Putin approves new foreign policy, “Russian World”

Source: Hot Air

Unlike the rest of the battlefield news coming out of Russia and Ukraine this summer, today’s story seems rather low-key. But it’s still worth keeping in mind because it very likely speaks to the thinking of Vladimir Putin and what the Kremlin’s long-term aspirations may actually be. Yesterday, Putin signed off on a new foreign policy “clarification” for Russia. This one stresses the importance of recognizing the “Russian World.” It doesn’t refer to Russia dominating the entire globe, or at least not yet. But it describes Russia as being larger than its current borders. The so-called “Russian” world includes any places where people are still predominantly of Russian ancestry and still speak the Russian language and maintain their ancestral culture. Unsurprisingly, that would include the eastern Donbas region of Ukraine, but there are other places Putin has his eye on as well. (Reuters)

President Vladimir Putin on Monday approved a new foreign policy doctrine based around the concept of a “Russian World”, a notion that conservative ideologues have used to justify intervention abroad in support of Russian-speakers.

The 31-page “humanitarian policy”, published more than six months into the war in Ukraine, says Russia should “protect, safeguard and advance the traditions and ideals of the Russian World”.

While presented as a kind of soft power strategy, it enshrines in official policy ideas around Russian politics and religion that some hardliners have used to justify Moscow’s occupation of parts of Ukraine and support for breakaway pro-Russian entities in the east of the country.

In the document, Putin makes multiple references to “our compatriots living abroad,” and the need to ensure the maintenance of their rights and the “preservation of their Russian cultural identity.” Most of you likely won’t require a translator to see what he’s saying. Putin is talking about the former Soviet Union.

It’s estimated that there were roughly 25 million Russian-speaking people who found themselves in non-Russian countries after the collapse of the USSR. And even after all of these years, many of them likely still speak Russian and maintain some traditional aspects of Russian culture in their lives.

If Putin is suggesting that all of those people are somehow in need of Russian “protection” so they can preserve “their cultural identity,” then he is talking about a lot of people and a vast amount of real estate. Putin may be thinking that he can expand his ambitions once he has things locked down in the Donbas. Keep in mind that we’re talking about the formerly Russian communities in countries to the west of Russia’s current borders, including Belarus, Latvia, and Estonia. To the south, this doctrine might be applied to Georgia and a number of the “Stans.” (Kazahkstan, Uzbekistan, etc.)

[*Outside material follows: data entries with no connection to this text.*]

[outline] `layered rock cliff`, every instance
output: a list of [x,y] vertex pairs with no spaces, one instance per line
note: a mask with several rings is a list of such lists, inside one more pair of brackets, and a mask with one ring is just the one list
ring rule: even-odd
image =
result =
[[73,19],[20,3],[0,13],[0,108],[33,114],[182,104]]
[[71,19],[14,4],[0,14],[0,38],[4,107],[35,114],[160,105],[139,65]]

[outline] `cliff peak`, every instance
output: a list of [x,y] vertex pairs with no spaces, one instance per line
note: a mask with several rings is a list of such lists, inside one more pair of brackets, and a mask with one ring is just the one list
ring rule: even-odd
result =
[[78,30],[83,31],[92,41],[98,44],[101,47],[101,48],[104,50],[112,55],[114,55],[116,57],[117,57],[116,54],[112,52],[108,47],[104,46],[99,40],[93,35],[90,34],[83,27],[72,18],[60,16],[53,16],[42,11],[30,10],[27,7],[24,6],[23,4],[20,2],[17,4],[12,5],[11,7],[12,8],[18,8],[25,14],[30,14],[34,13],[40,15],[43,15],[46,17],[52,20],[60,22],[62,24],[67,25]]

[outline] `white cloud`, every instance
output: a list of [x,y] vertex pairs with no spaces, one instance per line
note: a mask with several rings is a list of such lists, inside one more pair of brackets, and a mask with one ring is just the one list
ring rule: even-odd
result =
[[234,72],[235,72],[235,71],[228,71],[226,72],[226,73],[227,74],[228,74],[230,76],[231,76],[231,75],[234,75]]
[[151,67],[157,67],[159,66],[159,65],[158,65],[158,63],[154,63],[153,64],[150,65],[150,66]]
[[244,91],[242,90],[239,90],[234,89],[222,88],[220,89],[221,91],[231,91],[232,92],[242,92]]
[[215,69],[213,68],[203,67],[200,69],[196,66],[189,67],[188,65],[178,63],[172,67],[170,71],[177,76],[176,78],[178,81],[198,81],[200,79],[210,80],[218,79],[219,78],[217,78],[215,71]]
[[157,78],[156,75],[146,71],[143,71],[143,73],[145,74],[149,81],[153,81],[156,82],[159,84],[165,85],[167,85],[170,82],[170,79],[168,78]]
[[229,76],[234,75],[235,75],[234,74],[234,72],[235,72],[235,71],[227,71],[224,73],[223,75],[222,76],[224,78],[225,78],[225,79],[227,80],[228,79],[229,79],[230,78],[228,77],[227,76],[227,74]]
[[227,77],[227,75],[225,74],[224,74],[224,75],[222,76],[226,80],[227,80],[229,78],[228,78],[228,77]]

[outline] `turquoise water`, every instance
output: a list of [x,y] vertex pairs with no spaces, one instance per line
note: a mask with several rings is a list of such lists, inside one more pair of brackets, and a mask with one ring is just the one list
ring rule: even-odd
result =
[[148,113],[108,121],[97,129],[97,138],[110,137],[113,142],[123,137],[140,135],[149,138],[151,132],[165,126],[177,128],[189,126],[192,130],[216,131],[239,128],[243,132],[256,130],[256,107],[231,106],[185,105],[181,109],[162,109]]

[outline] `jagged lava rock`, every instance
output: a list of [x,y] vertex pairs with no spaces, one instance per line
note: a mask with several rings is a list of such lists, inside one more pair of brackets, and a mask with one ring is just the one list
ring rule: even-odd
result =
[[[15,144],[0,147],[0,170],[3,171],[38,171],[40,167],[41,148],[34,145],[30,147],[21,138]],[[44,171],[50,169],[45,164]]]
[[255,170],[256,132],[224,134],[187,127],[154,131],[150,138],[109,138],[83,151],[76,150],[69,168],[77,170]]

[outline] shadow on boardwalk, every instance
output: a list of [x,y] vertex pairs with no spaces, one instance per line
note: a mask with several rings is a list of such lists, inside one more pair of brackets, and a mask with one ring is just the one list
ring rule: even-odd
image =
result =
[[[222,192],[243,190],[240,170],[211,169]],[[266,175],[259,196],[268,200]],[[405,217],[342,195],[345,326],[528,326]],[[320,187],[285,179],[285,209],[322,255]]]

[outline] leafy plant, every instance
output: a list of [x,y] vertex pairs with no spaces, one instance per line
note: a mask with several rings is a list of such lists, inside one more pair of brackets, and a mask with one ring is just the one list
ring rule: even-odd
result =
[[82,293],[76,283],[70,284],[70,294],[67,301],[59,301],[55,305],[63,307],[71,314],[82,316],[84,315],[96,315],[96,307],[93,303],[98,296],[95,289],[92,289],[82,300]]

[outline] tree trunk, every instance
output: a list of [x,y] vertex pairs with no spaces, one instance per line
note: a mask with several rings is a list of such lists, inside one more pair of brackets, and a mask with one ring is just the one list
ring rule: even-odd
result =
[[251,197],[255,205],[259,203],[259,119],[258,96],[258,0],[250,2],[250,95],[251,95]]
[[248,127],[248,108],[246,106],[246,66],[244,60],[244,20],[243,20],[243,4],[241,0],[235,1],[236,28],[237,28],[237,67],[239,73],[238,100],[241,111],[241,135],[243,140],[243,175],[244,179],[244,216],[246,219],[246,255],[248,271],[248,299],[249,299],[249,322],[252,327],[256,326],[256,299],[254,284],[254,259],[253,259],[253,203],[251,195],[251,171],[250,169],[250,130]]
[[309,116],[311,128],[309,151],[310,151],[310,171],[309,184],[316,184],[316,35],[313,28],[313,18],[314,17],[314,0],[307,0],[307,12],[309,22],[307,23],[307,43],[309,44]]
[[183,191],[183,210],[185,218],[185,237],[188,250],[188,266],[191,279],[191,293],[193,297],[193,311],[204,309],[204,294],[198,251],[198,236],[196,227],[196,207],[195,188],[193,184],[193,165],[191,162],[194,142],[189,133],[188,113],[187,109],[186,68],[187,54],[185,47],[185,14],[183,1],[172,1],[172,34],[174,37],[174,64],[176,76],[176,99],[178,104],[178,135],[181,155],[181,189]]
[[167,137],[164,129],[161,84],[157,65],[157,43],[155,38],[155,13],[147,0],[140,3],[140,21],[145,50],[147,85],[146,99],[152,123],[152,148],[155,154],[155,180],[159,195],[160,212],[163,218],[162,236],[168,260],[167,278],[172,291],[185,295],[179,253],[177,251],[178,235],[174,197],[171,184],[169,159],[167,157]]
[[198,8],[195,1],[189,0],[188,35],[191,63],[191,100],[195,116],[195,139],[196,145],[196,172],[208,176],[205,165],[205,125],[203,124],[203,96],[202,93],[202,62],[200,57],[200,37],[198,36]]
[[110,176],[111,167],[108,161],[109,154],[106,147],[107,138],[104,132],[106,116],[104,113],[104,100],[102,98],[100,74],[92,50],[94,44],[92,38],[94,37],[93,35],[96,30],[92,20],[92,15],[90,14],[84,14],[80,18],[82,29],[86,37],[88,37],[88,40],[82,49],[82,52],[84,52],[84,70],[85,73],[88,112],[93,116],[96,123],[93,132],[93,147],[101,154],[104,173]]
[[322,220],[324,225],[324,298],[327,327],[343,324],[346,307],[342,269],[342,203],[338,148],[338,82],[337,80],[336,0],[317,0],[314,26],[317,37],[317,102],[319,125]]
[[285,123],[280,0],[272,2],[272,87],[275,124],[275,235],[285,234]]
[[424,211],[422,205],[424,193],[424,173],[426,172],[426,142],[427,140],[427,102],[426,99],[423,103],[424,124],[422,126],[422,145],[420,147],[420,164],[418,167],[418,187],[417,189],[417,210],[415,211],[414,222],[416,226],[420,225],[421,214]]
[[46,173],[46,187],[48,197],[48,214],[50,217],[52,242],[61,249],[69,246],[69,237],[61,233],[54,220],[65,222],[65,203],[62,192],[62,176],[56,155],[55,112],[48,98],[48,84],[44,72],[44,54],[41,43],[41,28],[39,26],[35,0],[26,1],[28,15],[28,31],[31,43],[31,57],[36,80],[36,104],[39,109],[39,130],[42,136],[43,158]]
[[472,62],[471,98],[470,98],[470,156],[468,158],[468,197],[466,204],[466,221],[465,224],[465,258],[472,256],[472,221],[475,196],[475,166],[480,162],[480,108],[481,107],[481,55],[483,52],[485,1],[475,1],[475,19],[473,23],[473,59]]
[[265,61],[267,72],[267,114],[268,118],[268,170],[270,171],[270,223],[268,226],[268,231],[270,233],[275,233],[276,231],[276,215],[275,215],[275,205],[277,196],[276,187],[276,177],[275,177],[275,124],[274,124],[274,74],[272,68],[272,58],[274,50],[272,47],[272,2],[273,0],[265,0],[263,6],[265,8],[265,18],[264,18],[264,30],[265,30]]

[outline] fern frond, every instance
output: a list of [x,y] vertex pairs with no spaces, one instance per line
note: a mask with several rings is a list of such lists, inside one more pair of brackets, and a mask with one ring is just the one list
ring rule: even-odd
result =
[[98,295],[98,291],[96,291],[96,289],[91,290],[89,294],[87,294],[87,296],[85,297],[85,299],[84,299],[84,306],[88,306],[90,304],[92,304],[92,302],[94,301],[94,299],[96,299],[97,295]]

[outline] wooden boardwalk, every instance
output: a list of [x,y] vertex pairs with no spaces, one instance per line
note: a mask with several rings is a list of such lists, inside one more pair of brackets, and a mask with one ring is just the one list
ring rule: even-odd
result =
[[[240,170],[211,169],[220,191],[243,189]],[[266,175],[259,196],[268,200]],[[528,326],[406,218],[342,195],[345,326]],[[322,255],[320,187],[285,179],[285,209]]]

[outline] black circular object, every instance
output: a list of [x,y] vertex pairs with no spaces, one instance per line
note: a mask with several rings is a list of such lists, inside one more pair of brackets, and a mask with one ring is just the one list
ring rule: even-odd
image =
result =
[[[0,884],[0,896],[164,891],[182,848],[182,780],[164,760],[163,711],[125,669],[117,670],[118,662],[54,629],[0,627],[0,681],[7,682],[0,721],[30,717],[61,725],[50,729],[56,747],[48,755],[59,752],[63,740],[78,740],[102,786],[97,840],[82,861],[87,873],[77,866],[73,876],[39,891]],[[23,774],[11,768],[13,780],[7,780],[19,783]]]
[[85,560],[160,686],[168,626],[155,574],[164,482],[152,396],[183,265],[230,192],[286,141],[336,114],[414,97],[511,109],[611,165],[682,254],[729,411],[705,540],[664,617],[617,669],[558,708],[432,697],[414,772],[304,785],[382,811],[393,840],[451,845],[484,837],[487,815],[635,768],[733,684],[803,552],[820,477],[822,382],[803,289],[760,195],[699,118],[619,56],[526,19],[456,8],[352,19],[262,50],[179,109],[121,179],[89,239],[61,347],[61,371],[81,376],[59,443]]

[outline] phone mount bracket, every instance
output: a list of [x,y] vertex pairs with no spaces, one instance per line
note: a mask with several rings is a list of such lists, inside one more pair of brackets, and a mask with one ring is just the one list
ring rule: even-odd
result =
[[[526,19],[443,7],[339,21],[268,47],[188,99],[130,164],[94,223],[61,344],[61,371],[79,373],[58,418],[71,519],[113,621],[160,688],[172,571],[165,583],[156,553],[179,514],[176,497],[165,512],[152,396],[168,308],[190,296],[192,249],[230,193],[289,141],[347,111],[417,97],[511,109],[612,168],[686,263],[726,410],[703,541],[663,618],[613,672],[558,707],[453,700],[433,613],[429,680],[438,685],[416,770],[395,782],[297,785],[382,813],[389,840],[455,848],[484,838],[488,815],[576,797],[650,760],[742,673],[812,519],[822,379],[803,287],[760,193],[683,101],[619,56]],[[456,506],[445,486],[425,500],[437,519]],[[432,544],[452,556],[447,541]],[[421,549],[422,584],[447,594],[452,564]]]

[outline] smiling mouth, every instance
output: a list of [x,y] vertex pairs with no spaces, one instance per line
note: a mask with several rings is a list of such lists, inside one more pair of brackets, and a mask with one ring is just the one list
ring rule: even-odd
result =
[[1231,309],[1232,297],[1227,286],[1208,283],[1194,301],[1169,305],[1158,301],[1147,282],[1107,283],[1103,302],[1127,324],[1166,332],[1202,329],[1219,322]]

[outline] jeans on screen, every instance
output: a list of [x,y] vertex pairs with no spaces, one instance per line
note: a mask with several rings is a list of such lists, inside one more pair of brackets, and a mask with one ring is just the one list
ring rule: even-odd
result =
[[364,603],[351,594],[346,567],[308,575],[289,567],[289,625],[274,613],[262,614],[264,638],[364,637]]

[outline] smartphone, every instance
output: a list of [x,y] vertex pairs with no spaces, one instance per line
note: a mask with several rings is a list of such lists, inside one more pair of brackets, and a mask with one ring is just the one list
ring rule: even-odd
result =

If that did turn out to be the case, what would the western response be? Would we have to invite all of those nations to join NATO and/or the European Union? Will we wind up sending pallets loaded with billions of dollars in cash and weapons to all of them every month? It’s not as if there’s much left that we haven’t sanctioned, so Putin might not be dissuaded by the threats of additional economic warfare against his country.

The good news is that we probably won’t have to worry about that scenario for quite a while yet, if ever. It’s taking the Russian army a ridiculous amount of time, materials, and soldiers to battle the Ukrainian forces to what is increasingly looking like a standstill. The Russian army is a mess. So I doubt that Putin is seriously considering opening another front in this war against fresh forces any time soon.